The tradition has always treated kundalini activation as a serious matter, best undertaken with a teacher who has navigated it personally. Spontaneous activations occur in people who have not been doing formal practice. They are well-documented and can be destabilising for months or years. Kundalini syndrome is recognised in transpersonal psychiatry. Specialists including Lee Sannella have written useful clinical material on differential diagnosis and care. The energy itself is not pathological. What is pathological is having no map and no support.

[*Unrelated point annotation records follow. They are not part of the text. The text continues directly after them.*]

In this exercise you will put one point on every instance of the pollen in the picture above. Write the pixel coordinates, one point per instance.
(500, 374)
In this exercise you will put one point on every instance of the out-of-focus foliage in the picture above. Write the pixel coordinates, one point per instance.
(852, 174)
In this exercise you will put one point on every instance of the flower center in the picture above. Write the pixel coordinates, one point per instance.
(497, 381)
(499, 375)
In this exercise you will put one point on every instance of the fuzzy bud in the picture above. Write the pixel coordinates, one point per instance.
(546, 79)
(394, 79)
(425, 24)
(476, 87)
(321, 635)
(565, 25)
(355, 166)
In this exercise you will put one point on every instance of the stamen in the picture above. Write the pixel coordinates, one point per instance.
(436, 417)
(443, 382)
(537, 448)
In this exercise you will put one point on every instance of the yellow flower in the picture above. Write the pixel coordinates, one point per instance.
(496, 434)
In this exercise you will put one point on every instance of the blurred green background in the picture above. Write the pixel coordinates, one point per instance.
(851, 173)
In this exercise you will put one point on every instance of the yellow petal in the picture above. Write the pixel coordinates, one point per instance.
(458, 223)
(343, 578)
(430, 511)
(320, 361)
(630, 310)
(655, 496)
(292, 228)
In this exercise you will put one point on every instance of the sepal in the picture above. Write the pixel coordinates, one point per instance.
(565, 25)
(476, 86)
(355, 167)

Kundalini, prana, and shakti

Kuṇḍalinī is often conflated with prāṇa§ and śakti§, but the traditions treat them as distinct. Prāṇa is the general life force circulating through all living beings at all times. Śakti is the universal divine feminine energy. Kuṇḍalinī is more specific: a dormant, concentrated force coiled at the spine's base. It is distinct from the prāṇa already circulating, though prāṇāyāma practice can catalyse its movement. The tantric traditions distinguish it from ordinary awareness by its coiled, localised, and potentially explosive character. This distinction matters practically: working with prāṇa through prāṇāyāma is available to most practitioners; kuṇḍalinī awakening is less predictable and its movement less easily directed.